Kebisingan di dalam kereta membuat beberapa orang di luar kereta saling pandang dan bertanya tanya apa yang sedang di lakukan Permaisuri dan Dayang setia nya.
Pletakk!!
''Aahh ... kau curang!'' Alexsa sudah tidak bisa menahan kekesalan nya.

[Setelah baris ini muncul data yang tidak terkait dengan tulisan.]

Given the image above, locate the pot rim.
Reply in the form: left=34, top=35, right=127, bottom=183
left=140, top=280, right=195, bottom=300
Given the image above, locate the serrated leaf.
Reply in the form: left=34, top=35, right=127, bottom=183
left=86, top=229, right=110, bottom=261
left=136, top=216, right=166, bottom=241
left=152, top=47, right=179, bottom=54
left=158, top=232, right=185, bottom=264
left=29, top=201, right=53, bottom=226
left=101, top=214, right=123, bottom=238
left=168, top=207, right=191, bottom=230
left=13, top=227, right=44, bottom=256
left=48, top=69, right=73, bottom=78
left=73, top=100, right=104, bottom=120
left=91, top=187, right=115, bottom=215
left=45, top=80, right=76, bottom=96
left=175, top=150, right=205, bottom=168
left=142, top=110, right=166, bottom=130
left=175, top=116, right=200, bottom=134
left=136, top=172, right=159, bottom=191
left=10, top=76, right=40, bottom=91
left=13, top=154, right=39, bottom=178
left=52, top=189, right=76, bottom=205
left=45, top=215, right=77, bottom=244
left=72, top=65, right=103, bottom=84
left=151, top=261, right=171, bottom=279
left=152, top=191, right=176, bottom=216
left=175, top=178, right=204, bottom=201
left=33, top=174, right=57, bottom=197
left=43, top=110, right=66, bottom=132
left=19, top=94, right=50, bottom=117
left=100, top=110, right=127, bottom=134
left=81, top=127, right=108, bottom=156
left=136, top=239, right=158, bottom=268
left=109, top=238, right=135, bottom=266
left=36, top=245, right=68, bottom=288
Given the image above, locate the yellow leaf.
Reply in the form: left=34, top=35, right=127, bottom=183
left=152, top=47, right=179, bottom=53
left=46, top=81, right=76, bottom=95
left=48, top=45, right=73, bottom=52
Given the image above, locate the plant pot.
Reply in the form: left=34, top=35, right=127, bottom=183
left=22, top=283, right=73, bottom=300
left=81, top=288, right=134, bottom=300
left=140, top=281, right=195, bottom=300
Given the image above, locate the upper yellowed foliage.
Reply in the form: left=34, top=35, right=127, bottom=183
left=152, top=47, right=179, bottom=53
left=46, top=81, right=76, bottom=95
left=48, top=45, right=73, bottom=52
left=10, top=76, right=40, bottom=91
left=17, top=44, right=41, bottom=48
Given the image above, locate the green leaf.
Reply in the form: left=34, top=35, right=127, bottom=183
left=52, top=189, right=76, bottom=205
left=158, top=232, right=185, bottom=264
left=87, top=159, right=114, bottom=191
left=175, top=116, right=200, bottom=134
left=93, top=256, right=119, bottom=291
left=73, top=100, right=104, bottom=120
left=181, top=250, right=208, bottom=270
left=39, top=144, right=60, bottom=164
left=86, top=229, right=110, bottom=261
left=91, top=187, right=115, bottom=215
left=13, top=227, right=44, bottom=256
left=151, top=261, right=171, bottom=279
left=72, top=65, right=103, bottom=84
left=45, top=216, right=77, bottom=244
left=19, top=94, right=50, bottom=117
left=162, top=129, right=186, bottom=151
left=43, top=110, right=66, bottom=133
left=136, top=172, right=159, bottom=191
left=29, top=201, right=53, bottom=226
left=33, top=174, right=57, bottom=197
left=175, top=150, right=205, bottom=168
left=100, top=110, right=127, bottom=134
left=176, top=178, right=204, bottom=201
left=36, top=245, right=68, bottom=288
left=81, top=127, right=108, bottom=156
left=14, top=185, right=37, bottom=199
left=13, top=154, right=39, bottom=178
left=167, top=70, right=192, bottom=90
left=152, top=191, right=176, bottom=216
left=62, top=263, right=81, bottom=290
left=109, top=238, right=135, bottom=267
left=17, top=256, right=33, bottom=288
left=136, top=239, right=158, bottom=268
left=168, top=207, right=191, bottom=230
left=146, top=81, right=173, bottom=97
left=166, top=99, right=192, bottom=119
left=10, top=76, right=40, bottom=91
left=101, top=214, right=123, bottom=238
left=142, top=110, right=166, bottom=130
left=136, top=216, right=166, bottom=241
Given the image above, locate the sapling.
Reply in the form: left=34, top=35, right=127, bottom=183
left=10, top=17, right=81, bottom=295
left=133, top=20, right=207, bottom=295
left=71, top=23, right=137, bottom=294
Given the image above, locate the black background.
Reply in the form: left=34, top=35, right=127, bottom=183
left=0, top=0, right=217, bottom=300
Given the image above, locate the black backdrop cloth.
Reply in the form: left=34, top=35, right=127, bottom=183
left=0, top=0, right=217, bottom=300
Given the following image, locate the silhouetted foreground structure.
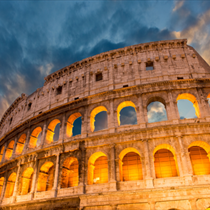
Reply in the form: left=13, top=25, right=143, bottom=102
left=0, top=39, right=210, bottom=210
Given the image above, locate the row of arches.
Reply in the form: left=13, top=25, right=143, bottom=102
left=0, top=142, right=210, bottom=198
left=0, top=93, right=205, bottom=161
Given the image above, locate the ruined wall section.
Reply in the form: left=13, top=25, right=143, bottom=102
left=0, top=39, right=210, bottom=139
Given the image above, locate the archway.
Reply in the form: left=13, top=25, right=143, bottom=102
left=61, top=157, right=79, bottom=188
left=117, top=101, right=137, bottom=125
left=88, top=152, right=108, bottom=185
left=176, top=93, right=200, bottom=119
left=66, top=112, right=82, bottom=138
left=153, top=144, right=179, bottom=178
left=46, top=119, right=61, bottom=144
left=15, top=133, right=26, bottom=155
left=147, top=101, right=168, bottom=123
left=37, top=162, right=55, bottom=192
left=90, top=106, right=108, bottom=132
left=20, top=167, right=34, bottom=195
left=5, top=172, right=16, bottom=198
left=5, top=140, right=15, bottom=160
left=28, top=127, right=42, bottom=148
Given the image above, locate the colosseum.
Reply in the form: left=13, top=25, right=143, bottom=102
left=0, top=39, right=210, bottom=210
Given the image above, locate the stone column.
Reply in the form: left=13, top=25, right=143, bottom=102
left=40, top=120, right=47, bottom=148
left=58, top=113, right=66, bottom=142
left=12, top=160, right=21, bottom=203
left=12, top=136, right=18, bottom=158
left=137, top=94, right=147, bottom=128
left=30, top=156, right=39, bottom=200
left=0, top=171, right=8, bottom=203
left=81, top=107, right=88, bottom=138
left=176, top=133, right=193, bottom=176
left=109, top=144, right=117, bottom=191
left=23, top=128, right=31, bottom=154
left=53, top=153, right=60, bottom=197
left=144, top=141, right=154, bottom=188
left=108, top=99, right=116, bottom=133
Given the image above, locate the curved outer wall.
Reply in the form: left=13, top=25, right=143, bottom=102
left=0, top=39, right=210, bottom=210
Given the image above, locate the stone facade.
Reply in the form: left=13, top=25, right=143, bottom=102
left=0, top=39, right=210, bottom=210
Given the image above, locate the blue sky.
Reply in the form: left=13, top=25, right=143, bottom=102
left=0, top=0, right=210, bottom=123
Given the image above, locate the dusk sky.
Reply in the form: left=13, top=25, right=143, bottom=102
left=0, top=0, right=210, bottom=121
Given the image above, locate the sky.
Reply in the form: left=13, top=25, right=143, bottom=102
left=0, top=0, right=210, bottom=124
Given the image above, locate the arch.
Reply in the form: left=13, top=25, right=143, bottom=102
left=90, top=106, right=107, bottom=132
left=5, top=172, right=16, bottom=198
left=176, top=93, right=200, bottom=118
left=188, top=145, right=210, bottom=175
left=147, top=100, right=168, bottom=123
left=15, top=133, right=26, bottom=155
left=37, top=162, right=55, bottom=192
left=119, top=148, right=143, bottom=181
left=88, top=152, right=108, bottom=185
left=46, top=119, right=61, bottom=144
left=20, top=167, right=34, bottom=195
left=61, top=157, right=79, bottom=188
left=0, top=176, right=4, bottom=196
left=0, top=146, right=5, bottom=162
left=154, top=148, right=178, bottom=178
left=66, top=112, right=82, bottom=138
left=117, top=101, right=136, bottom=125
left=28, top=127, right=42, bottom=148
left=5, top=140, right=15, bottom=160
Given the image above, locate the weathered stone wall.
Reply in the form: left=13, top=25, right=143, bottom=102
left=0, top=40, right=210, bottom=210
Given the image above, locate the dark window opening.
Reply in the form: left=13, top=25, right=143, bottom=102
left=146, top=62, right=154, bottom=70
left=96, top=73, right=103, bottom=82
left=28, top=103, right=32, bottom=111
left=56, top=86, right=62, bottom=95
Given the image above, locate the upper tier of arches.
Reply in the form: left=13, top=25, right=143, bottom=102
left=0, top=39, right=210, bottom=141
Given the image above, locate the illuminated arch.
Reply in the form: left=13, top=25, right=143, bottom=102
left=153, top=144, right=179, bottom=178
left=15, top=133, right=26, bottom=155
left=66, top=112, right=82, bottom=137
left=20, top=167, right=34, bottom=195
left=46, top=119, right=61, bottom=144
left=188, top=141, right=210, bottom=175
left=90, top=106, right=107, bottom=132
left=119, top=147, right=143, bottom=181
left=37, top=162, right=55, bottom=192
left=28, top=127, right=42, bottom=148
left=117, top=101, right=136, bottom=125
left=176, top=93, right=200, bottom=118
left=5, top=140, right=15, bottom=160
left=61, top=157, right=79, bottom=188
left=0, top=146, right=4, bottom=162
left=0, top=177, right=4, bottom=196
left=88, top=152, right=108, bottom=185
left=5, top=172, right=16, bottom=198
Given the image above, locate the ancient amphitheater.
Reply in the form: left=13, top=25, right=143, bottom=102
left=0, top=39, right=210, bottom=210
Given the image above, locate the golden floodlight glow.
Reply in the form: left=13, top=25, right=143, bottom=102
left=66, top=112, right=82, bottom=138
left=117, top=101, right=136, bottom=125
left=90, top=106, right=107, bottom=132
left=29, top=127, right=42, bottom=148
left=61, top=157, right=79, bottom=188
left=5, top=140, right=15, bottom=160
left=176, top=93, right=200, bottom=118
left=5, top=172, right=16, bottom=198
left=19, top=167, right=34, bottom=195
left=46, top=119, right=60, bottom=144
left=15, top=133, right=26, bottom=155
left=88, top=152, right=108, bottom=185
left=37, top=162, right=55, bottom=192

''Tidak ada yang curang yang Mulia, Permaisuri.''
''Baik, jawab ini! ''Jawab perkalian ... Jawab perkalian ... Jawab perkalian ... 130× 4?
''Hah!'' Dayang Mei terbengong.
''Tidak bisa menjawab dengan cepat! Mati kamu kali ini hiyaaaaaa ... Bletaakk!''
''Aaaaawwwww''
Dayang Mei berteriak dengan kencang, membuat Burung-burung langsung bertentangan takut, termasuk Kaisar dan panglima menghentikan langkahnya lalu menoleh ke belakang.
Sedangkan sang Empu merasa senang dan tertawa dengan kencang dan bahagia karna sudah menjitak kepala Dayang Mei.
''Permaisuri, anda baik-baik saja?'' tanya sang panglima di luar kereta.
Alexsa membuka tirai, ''Aku baik-baik saja ... lanjutkan perjalanan nya.'' Jawab Alexsa menutup tirai kembali.
''Yang Mulia, kau curang!''
Alexsa tak perduli, yang jelas ia sudah menjitak Dayang Mei dengan tenaga dalam nya.
•
•
•
Butuh waktu satu hari akhirnya sampai di perbatasan Kerajaan Han, dan hanya butuh beberapa menit rombongan akhirnya sampaikan di pusat kota Kerajaan Han yang terlihat ramai.
Para rakyat kerajaan Han tengah menepi, memberikan jalan untuk tamu dari kerajaan lain sambil menatap kagum.
Sesampainya di gerbang Istana ... kereta pun berhenti termasuk Kaisar Jun turun dari kudanya dan melangkah ke arah tandu, dimana sang Permaisuri ada di dalam.
Kasim kepercayaan Kaisar Han memberi salam pada Kaisar Jun. Menyambutnya dan mempersilah'kan untuk masuk ke dalam Istana, di mana semua tamu dari kerajaan lain sudah hadir di kediaman mereka masing masing untuk beristirahat.